Camiler ve Din görevlileri haftası varmış ve o hafta bu haftaymış. Din görevlilerimiz, imamlarımızın gününü kutluyorum.
İmam denildiği zaman insanın aklına beş vakit ezan okuyup, namaz kıldığı için devletten maaş alan insanlar olarak aklımıza geliyor. Olaya yukardan baktığınız zaman tam da böyle görünüyor. Ve artık ezanları da okumuyorlar, fazla ses karışıklığı nedeniyle merkezi sistemle ezan okunuyor.

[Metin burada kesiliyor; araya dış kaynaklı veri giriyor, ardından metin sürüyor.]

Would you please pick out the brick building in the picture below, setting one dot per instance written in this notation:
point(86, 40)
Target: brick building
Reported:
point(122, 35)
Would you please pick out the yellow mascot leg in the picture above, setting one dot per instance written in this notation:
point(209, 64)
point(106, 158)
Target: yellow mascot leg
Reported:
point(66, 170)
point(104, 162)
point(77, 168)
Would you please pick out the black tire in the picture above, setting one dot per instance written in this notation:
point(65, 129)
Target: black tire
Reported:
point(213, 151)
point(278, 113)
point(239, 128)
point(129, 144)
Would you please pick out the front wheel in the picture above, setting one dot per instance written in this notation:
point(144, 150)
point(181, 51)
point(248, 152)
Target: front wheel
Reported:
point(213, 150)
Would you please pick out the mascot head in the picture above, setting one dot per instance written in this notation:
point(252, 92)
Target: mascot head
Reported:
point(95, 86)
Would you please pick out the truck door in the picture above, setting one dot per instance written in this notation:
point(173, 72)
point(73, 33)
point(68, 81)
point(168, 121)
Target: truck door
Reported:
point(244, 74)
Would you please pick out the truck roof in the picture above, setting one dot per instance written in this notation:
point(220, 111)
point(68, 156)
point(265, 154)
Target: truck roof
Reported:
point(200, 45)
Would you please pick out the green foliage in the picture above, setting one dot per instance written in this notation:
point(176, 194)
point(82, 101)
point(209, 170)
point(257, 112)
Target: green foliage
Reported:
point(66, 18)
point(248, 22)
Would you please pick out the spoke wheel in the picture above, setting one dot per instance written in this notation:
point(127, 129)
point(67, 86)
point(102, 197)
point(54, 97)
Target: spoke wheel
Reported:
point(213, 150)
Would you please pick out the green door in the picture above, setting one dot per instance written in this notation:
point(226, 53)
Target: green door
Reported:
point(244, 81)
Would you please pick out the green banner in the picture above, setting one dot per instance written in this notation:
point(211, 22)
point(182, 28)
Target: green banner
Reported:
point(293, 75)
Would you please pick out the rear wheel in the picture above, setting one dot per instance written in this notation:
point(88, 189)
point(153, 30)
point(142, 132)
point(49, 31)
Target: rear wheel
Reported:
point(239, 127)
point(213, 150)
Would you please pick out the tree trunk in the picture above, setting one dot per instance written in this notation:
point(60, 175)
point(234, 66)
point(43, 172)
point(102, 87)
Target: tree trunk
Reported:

Bir hayli yıl önce bir avukat arkadaşımın bürosuna gittim. Kadın avukat arkadaşımız siyaseten sol düşüncede, tarikat, cemaat, mürit gibi şeylere de fazlasıyla alerjisi olan birisi. Onunla otururken kapı çaldı. Yanında çalışan kişi bizim oturduğumuz odanın kapısını tıklattı ve "İmamımız geldi" dedi. Arkadaşım ayağa kalkıp, "Buyursun buyursun" diyerek içeri aldı. Uzun boylu, tertemiz giyimli, aydınlık yüzlü birisi içeri girip, yüzüne yakışan gülümsemesi ile selam verip geçti içeri oturdu.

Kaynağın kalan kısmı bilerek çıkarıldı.